The quartiles divide a dataset into four equal parts. The lower quartile, also known as the first quartile (Q1), is the median of the lower half of the data. The upper quartile, also known as the third quartile (Q3), is the median of the upper half of the data. The interquartile range (IQR) measures the spread of the middle 50% of the data, and it is calculated by subtracting the lower quartile from the upper quartile.
Now, let's find the lower quartile, upper quartile, and interquartile range.

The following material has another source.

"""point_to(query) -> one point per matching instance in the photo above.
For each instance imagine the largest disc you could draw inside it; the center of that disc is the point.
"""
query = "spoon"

Step 1: Sort the data in ascending order:
20, 22, 25, 28, 29, 30, 32, 33, 34
Step 2: Find the median (Q2), which is the middle value of the dataset:
Median = (29 + 30) / 2 = 29.5
Step 3: Split the data into two halves:
Lower half: 20, 22, 25, 28
Upper half: 30, 32, 33, 34
Step 4: Find the lower quartile (Q1), which is the median of the lower half:
Q1 = (22 + 25) / 2 = 23.5
Step 5: Find the upper quartile (Q3), which is the median of the upper half:
Q3 = (32 + 33) / 2 = 32.5
Step 6: Calculate the interquartile range (IQR) by subtracting Q1 from Q3:
IQR = Q3 - Q1 = 32.5 - 23.5 = 9
Therefore, the lower quartile is 23.5, the upper quartile is 32.5, and the interquartile range is 9.